After weeks and weeks of just “powering through” and/or “making the best of things”, my brain finally broke on Sunday.
I just got to the point where I just didn’t want to “look on the bright side” or “choose better thoughts”. I just wanted it to not be my problem and I wanted to be done for a minute.
Wifey’s back went out and I somehow still managed to get a lot done on Saturday despite taking care of all kids plus her. I met all my commitments (more or less).
Am I having fun?
That’s a question my coach sent me today, and I was like “No, not at all I hate all of this right now”.
So that’s the goal for the week – how do I relate to commitments in a way that is fun?
If you can’t find a way to have fun, you’re not going to want to do something and so you’re not going to get to the level of mastery that you get to when you are having fun.
How am I relating to success and failure?

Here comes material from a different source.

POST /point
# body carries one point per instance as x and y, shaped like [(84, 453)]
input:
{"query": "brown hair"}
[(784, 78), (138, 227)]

What do my failures say about me?
What is a failure or a success anyway? Isn’t “when we decide to stop” completely arbitrary? It’s our decision. Why do I want it to mean something if I decide to change my mind?
There’s a kind of relationship I have to myself right now – I am lazy, therefore I must not let myself get out of something. I can’t let myself off the hook for anything I committed to do.
But that’s not fun. That’s self-enslavement. Relating to yourself as a lazy worthless person who only does what they ought to do when they’re forced, cajoled, and chided.
And then – how do I show up for my family, friends, and kids if I’m that way to myself?
Fun unlocks a lot of possibilities. Play is perhaps the opposite of tyranny.
So how do I stop tyrannizing myself and enjoy life?
What is it I really want? What sounds fun in all these things I say I want?